The Sunday Telegraph

We can ease restrictio­ns sooner, says specialist

Doctor says that a study in New York is suggesting that lockdowns appear to be ‘of limited use’

- By Patrick Sawer and Josie Ensor in New York

A LEADING British doctor has said a study showing more than half of coronaviru­s patients in hospital had been staying at home suggests the UK should relax its lockdown more quickly.

Prof Karol Sikora, a cancer specialist, said the New York study appeared to show that while it was important to protect the elderly, sick and vulnerable, many people could be allowed to return to their normal routines.

The survey of 1,269 patients admitted to 113 hospitals over three recent days is the first such look at those becoming seriously ill despite six weeks of lockdown. It found most people hospitalis­ed with the virus in the state of New York were non-essential workers staying at home. It raised questions over the effectiven­ess of any lockdown and for how long it would be necessary.

Of those surveyed, two thirds of sufferers were staying at home and one in five had come from nursing homes, suggesting they either became infected by going out for shopping, or from seeing people outside of work.

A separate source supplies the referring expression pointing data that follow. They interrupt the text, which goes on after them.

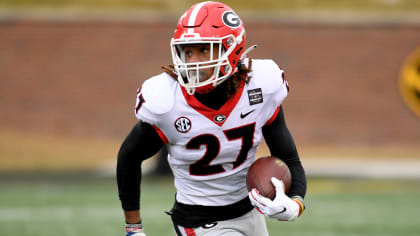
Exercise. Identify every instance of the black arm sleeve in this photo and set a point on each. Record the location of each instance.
(141, 143)
(281, 144)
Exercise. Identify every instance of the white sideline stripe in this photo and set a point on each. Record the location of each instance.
(395, 168)
(193, 16)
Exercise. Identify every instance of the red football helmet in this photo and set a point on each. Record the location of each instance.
(214, 24)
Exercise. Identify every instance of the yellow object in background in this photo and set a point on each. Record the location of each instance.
(410, 82)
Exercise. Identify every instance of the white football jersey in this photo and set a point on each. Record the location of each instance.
(210, 150)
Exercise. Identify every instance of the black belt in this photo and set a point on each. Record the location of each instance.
(192, 216)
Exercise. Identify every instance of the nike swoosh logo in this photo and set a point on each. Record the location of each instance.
(284, 209)
(246, 114)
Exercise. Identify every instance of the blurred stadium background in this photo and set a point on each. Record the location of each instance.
(69, 70)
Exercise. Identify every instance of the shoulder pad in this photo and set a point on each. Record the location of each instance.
(267, 75)
(157, 93)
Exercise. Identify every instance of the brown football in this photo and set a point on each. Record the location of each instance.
(260, 173)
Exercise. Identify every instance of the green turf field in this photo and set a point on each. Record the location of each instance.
(89, 206)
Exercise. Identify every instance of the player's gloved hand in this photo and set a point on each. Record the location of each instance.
(134, 230)
(281, 208)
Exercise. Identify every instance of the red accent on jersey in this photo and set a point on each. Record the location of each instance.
(210, 113)
(190, 232)
(273, 117)
(161, 134)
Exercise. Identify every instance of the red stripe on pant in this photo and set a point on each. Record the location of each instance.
(190, 232)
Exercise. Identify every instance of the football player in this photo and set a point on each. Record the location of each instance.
(211, 109)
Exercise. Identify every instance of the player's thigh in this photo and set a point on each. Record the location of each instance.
(250, 224)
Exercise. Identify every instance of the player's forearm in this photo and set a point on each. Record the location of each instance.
(132, 217)
(281, 144)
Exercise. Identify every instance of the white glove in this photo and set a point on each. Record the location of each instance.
(134, 230)
(281, 208)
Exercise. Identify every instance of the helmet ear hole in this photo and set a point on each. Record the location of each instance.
(239, 51)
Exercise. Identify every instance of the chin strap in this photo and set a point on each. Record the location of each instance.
(248, 50)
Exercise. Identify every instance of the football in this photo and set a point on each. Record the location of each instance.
(260, 173)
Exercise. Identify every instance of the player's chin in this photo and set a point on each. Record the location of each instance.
(204, 89)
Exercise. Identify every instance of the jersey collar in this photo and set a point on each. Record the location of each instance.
(216, 116)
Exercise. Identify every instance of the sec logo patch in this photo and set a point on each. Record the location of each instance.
(183, 124)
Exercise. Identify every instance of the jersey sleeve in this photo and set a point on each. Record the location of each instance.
(270, 77)
(154, 98)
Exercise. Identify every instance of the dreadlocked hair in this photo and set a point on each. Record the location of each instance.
(232, 84)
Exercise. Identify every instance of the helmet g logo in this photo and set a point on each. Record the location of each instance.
(230, 19)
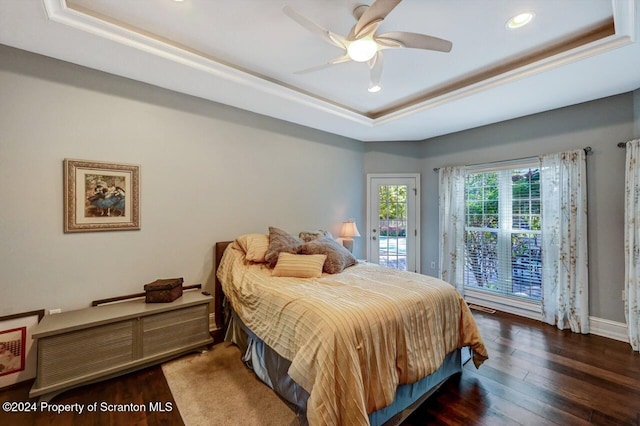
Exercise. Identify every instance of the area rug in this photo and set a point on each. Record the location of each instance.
(216, 388)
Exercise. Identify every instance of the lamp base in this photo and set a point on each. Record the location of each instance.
(348, 244)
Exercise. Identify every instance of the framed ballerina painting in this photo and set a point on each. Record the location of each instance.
(101, 196)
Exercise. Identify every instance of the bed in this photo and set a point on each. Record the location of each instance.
(361, 346)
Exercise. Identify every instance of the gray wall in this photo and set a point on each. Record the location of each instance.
(208, 173)
(636, 113)
(600, 124)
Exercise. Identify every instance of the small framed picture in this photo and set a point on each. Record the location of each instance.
(101, 196)
(17, 356)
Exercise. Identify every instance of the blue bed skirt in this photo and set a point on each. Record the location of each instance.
(272, 369)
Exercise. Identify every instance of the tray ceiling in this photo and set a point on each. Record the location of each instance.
(246, 53)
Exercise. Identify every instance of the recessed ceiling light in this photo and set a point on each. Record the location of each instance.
(520, 20)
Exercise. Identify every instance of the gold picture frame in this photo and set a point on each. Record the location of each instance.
(101, 196)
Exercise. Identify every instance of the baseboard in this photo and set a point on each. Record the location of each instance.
(610, 329)
(597, 326)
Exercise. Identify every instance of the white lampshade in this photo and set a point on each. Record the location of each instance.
(349, 230)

Retirees accounted for a third of people hospitalis­ed. Half of those surveyed were unemployed and only a fifth were still working.

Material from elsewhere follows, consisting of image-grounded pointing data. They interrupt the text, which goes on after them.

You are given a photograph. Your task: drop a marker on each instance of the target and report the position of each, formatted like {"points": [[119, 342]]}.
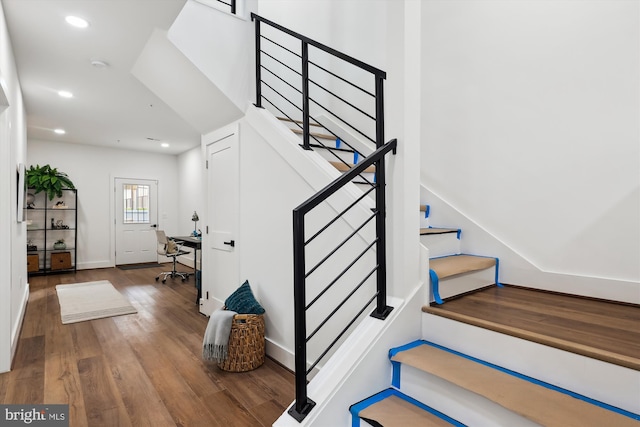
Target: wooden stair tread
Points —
{"points": [[434, 230], [343, 167], [533, 401], [317, 135], [394, 411], [562, 344], [458, 264]]}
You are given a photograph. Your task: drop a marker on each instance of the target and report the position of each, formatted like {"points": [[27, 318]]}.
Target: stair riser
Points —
{"points": [[461, 283], [441, 244], [467, 407], [612, 384]]}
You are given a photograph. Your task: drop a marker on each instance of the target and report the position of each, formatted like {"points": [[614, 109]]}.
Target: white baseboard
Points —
{"points": [[95, 264]]}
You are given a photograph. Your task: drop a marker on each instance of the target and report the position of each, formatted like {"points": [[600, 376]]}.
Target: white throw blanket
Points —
{"points": [[215, 344]]}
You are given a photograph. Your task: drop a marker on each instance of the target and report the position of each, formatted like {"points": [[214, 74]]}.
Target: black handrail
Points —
{"points": [[305, 62], [303, 404], [292, 97]]}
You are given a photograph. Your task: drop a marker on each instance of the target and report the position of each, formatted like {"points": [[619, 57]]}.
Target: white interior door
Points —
{"points": [[221, 274], [136, 218]]}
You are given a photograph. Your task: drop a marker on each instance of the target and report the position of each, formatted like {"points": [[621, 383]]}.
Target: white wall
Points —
{"points": [[14, 289], [531, 128], [92, 170], [221, 47], [191, 196]]}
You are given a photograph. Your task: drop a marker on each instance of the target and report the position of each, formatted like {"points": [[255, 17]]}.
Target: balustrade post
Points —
{"points": [[303, 404], [258, 67], [379, 111], [305, 95]]}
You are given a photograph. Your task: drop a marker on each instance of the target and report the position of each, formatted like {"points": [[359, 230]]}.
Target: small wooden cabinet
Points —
{"points": [[51, 232]]}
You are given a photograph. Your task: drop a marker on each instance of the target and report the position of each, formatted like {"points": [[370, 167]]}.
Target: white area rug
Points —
{"points": [[91, 300]]}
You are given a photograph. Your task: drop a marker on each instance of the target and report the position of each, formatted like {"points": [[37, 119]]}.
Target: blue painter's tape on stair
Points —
{"points": [[428, 408], [356, 408], [435, 285], [360, 406], [396, 366], [536, 381]]}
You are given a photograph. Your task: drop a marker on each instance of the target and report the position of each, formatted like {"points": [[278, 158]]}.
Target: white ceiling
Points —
{"points": [[110, 106]]}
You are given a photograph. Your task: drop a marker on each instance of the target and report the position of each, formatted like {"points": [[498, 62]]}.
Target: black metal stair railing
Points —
{"points": [[294, 80]]}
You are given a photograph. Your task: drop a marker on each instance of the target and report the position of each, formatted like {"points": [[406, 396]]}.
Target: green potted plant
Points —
{"points": [[48, 179]]}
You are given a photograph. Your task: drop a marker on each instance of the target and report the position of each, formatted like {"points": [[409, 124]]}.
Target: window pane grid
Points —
{"points": [[136, 203]]}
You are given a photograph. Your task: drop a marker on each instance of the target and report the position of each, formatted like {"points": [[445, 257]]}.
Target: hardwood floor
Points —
{"points": [[602, 330], [135, 370]]}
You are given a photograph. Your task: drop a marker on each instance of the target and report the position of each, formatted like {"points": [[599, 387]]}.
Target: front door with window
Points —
{"points": [[136, 220]]}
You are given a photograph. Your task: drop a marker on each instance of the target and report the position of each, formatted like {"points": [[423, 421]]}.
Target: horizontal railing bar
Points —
{"points": [[338, 54], [342, 303], [339, 182], [343, 100], [341, 244], [274, 106], [344, 121], [281, 79], [328, 147], [342, 273], [343, 79], [281, 95], [279, 45], [324, 353], [337, 217], [282, 63]]}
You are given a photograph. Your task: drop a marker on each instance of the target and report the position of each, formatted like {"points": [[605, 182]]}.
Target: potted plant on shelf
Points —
{"points": [[48, 179]]}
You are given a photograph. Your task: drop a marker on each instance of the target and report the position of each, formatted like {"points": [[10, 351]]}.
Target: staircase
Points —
{"points": [[436, 385], [451, 272], [333, 147], [479, 393]]}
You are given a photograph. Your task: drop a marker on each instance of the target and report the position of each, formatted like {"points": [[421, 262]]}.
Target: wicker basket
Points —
{"points": [[246, 344]]}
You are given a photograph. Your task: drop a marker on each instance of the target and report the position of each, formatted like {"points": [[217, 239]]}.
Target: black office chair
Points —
{"points": [[172, 249]]}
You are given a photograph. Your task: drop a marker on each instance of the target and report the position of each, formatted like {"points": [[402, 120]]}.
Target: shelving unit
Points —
{"points": [[49, 221]]}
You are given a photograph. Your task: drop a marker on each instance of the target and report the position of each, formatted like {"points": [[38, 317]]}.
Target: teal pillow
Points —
{"points": [[242, 301]]}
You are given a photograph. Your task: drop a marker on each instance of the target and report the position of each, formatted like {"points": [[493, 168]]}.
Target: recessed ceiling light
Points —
{"points": [[76, 21], [99, 64]]}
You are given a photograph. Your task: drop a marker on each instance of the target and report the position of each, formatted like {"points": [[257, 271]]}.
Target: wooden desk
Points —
{"points": [[196, 244]]}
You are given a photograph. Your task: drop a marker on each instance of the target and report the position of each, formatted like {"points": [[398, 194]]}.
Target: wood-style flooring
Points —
{"points": [[142, 369], [599, 329]]}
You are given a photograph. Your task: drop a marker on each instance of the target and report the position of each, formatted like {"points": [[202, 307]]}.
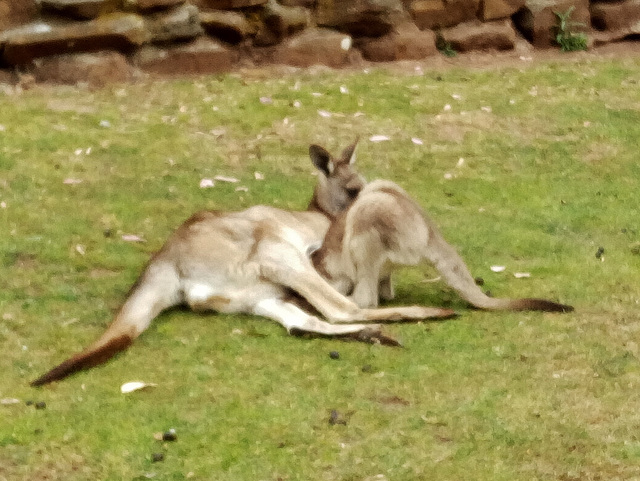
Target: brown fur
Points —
{"points": [[249, 262], [385, 228]]}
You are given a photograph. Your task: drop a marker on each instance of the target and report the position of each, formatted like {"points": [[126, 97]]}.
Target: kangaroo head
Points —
{"points": [[339, 183]]}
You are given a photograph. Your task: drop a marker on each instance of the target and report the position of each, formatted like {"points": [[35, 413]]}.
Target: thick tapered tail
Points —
{"points": [[85, 360], [156, 290], [535, 305], [455, 272]]}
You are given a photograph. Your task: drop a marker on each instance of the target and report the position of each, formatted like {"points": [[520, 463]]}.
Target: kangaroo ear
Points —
{"points": [[349, 153], [321, 159]]}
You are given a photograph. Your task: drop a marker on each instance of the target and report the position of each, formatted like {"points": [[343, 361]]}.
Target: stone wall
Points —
{"points": [[102, 40]]}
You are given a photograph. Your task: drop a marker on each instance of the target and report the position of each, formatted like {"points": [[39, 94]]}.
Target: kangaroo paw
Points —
{"points": [[375, 335]]}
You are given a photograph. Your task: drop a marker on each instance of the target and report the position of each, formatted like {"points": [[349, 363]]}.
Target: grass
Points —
{"points": [[550, 174]]}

Of all the recent hospitalis­ations, three quarters were over the age of 51, with the worst affected group aged 61 to 70. Crucially, almost all – 96 per cent – had underlying conditions. Prof Sikora, Dean of the University of Buckingham’s medical school, told The Sunday Telegraph the study appeared to show lockdowns were “of limited use”.

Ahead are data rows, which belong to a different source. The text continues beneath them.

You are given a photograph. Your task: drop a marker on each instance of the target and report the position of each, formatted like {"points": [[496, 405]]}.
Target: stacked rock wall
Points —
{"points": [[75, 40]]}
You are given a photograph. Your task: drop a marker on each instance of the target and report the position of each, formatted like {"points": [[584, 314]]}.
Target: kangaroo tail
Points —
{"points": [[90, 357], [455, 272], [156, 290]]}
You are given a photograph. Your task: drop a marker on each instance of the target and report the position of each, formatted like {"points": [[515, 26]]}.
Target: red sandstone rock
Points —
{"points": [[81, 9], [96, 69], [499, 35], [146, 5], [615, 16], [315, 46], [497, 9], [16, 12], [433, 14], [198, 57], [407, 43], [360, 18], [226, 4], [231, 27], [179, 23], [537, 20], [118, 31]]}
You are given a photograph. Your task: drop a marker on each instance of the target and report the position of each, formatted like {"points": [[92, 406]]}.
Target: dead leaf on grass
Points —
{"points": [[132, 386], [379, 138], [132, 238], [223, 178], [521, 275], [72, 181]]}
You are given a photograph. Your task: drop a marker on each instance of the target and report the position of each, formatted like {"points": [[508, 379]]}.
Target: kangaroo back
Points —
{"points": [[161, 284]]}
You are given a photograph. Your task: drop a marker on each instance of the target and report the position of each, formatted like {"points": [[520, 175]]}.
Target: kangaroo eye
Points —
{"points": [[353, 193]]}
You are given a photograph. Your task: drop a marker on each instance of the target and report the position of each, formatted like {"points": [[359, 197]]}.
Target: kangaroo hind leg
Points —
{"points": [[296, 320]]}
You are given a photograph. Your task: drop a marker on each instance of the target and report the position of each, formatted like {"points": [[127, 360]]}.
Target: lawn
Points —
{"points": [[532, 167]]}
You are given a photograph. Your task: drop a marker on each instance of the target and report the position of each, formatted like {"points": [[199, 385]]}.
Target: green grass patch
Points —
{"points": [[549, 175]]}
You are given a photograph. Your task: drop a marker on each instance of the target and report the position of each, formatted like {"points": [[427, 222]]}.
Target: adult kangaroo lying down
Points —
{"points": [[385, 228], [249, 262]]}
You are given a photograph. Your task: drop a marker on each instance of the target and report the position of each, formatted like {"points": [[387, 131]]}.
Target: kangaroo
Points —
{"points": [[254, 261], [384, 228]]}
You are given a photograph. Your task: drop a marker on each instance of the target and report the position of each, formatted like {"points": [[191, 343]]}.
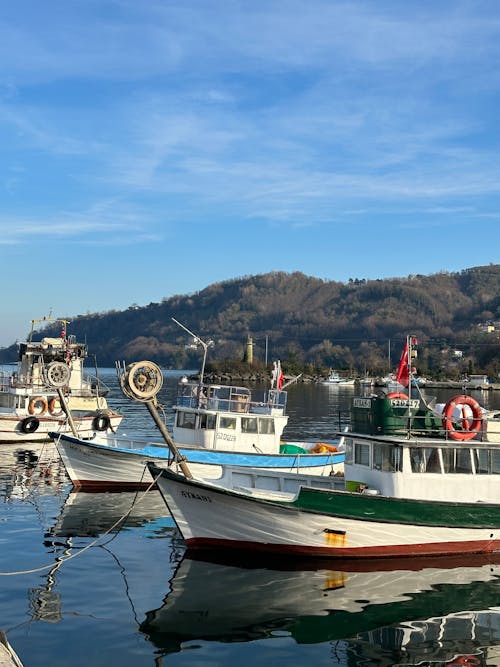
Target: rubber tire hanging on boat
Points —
{"points": [[101, 422], [37, 405], [30, 424], [55, 408], [471, 430]]}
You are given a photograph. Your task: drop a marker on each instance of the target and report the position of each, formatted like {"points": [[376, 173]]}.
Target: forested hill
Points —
{"points": [[308, 320]]}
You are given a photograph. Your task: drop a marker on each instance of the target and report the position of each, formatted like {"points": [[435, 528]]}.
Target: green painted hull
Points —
{"points": [[402, 511]]}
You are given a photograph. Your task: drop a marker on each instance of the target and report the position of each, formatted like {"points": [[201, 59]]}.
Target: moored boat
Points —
{"points": [[334, 379], [48, 380], [122, 463], [214, 426], [417, 483]]}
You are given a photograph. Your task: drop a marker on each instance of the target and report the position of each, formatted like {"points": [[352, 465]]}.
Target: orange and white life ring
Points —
{"points": [[55, 408], [37, 405], [323, 448], [398, 394], [468, 430]]}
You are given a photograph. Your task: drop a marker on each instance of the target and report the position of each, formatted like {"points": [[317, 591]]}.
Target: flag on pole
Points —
{"points": [[277, 378], [281, 377], [403, 374]]}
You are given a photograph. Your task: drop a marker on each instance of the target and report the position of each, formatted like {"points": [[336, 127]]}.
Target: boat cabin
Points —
{"points": [[229, 417]]}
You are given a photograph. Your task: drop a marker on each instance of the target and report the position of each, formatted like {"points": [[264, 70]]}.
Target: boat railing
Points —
{"points": [[226, 398], [90, 384], [11, 380]]}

He said: “It is fascinatin­g that it doesn’t seem to matter if you’re locked down or not. These people were locked down, but had a high rate of admission.

“Lockdown is only of limited use. The risk factors for Covid are age, illness and ethnicity. These have more impact on what you’re going to get and if you’re going to be hospitalis­ed than if you are out and about as normal.

“Covid is targeting obese people and people with lung conditions. If we shelter those who are vulnerable and ill, we can get more people back to normal.”

Prof Sikora, medical director of Rutherford Health, added: “Our 200 staff come to work as normal and have been out on public transport, but none has been hospitalis­ed, though some have contracted coronaviru­s and self-isolated for 14 days. We have to look at what is happening in the UK. Street cleaners are working, bin men are collecting. Though most shops are shut, workplaces are open and there’s no evidence here of what we saw in New York, with its dramatic infection rates.”

In New York, Andrew Cuomo, the state governor, said while the study suggested new infections were being caused by “personal behaviour” and not the lockdown, the order to stay at home had generally thwarted the virus.

He said: “The numbers in the rest of the nation are going up. To me that vindicates what we are doing here.”

New York has dramatical­ly decreased infection and death counts following eight weeks of a total shutdown. The city is about to begin a slow easing of restrictio­ns, but that could still take weeks, if not months.

However, some New York doctors believe the city should reopen without delay. Dr Samir Farhat, who runs the emergency room at New York Community Hospital, the seat of the coronaviru­s outbreak in the US, said: “It’s not often I agree with Trump, but I think that we should open up on May 15.

“Hospital census is right down, admissions are, too. Opening up now is a calculated risk we need to take.”

Dr Farhat worries that as a consequenc­e of the stay-home strategy, he has not seen the cases of severe asthma, heart attacks and strokes that usually fill his emergency room beds.

The lockdown has also decimated the economy, a factor doctors said could affect both physical and mental health and should not be downplayed.

Dr Daniel Murphy, chairman of the Department of Emergency Medicine at St Barnabas Hospital in The Bronx, said “inordinate fear” has guided the public response. “While Covid-19 is serious, fear of it is being over-amplified. The public needs to understand the majority of infected people do quite well.

“The community I serve is poor. Most work in ‘essential’ low-paid jobs where distancing isn’t easy. Neverthele­ss, the wave passed over us, peaked and subsided. This tells me the ebb and flow had more to do with the natural course of the outbreak than it did with the lockdown.”

Virologist­s and other health experts, however, fear a second wave that could force states to clamp back down.

Whether or not a lockdown remains, doctors stressed it was not simply a matter of reopening overnight.

“Life has to change. We don’t just spring back to normal,” Dr Farhat said.

“We need to wear masks as a habit, scale up testing, and really consider whether we need to travel.

“We cannot just wait for a vaccine that may not come. We just have to figure out a way to live with this.”